Suonarono, forse si divertirono (a sentirli la musica è splendida), rimpiansero quel tempo, almeno così sembra a guardarli nelle riprese del regista Michael Lindsay-Hogg (figlio naturale di Orson Wells) che sono finite nel documentario Let It Be: c'è Paul con la sua aria stupita che non avrebbe mai voluto togliersi la divisa da Beatles, John con la pelliccia di Yoko addosso perché faceva freddo ma anche perché ormai aveva cambiato abito nella sua testa, George che aveva portato il tastierista Billy Preston nella speranza di animare il quartetto, e che al tempo ce l'aveva proprio con l'amico John e la sua invadente quasi signora (il matrimonio fu celebrato due mesi dopo), Ringo, anche lui con un cappotto dell'allora moglie Maureen Cox.

Era già finita, anche se sarebbero ancora usciti due album, Abbey Road e Let it be. Litigavano su tutto, a cominciare dai soldi, dai conti falliti della Apple, dal manager. Dopo un anno divorziarono davvero, ma da settembre si erano già detti addio e John a luglio pubblicava con Yoko il suo Give peace a chance (che però nei crediti è firmato ancora dalla ditta Lennon-McCartney).

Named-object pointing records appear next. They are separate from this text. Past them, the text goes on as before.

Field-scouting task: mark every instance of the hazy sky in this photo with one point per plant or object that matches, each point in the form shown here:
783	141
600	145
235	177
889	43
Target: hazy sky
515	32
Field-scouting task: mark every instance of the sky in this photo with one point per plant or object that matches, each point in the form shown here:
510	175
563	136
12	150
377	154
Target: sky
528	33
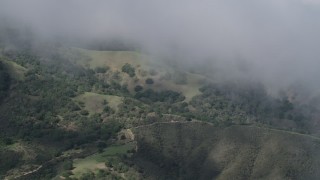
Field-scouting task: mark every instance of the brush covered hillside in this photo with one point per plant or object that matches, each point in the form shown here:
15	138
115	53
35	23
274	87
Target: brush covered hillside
72	113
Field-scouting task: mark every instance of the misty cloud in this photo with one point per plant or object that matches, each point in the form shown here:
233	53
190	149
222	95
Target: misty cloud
277	40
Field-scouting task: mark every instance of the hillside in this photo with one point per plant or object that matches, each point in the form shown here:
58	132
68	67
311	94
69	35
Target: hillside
202	151
71	113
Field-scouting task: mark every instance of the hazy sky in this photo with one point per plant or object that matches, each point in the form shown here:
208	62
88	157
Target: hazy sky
278	39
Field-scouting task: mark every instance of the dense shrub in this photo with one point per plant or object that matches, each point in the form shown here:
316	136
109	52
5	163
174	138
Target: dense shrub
129	69
149	81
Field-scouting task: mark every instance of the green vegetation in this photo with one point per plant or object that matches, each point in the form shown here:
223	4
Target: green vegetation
202	151
149	81
129	69
76	113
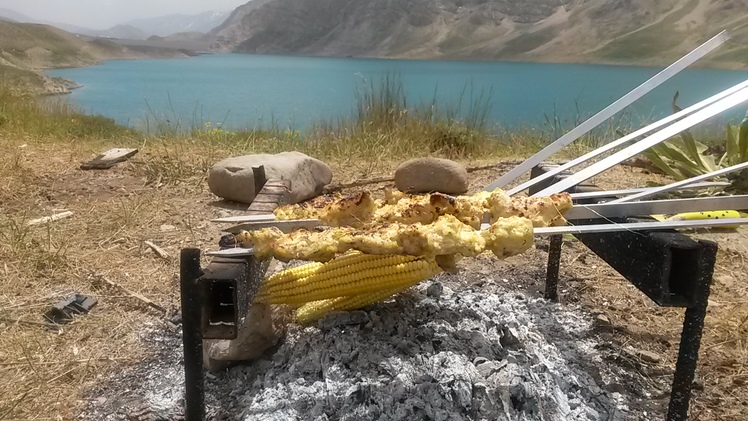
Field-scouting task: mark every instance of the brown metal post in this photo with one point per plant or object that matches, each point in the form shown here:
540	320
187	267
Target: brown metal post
192	340
690	340
554	264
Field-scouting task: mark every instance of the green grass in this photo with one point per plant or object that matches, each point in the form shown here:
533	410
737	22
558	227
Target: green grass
384	130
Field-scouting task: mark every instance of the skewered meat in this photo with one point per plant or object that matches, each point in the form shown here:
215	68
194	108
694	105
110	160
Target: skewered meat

Finì così, anche se tutto il mondo ha continuato a sperare che potessero ritrovarsi, o almeno lo ha sperato fino al colpo di pistola davanti al Dakota nel dicembre del 1980. Eppure la Beatles story non è mai finita: da quando si sono sciolti, così dicono le statistiche, hanno prodotto quasi due miliardi di profitti, un flusso alimentato da una scia nostalgica che non conosce crisi. Eppure, allora non potevano che lasciarsi. E il Rooftop Concert, del 30 gennaio di 50 anni fa è l'ultima testimonianza visiva di quei ragazzi diventati baronetti ma non ancora trentenni, che si sentivano grandi e che non stavano più dentro a quella dorata fabbrica di canzoni.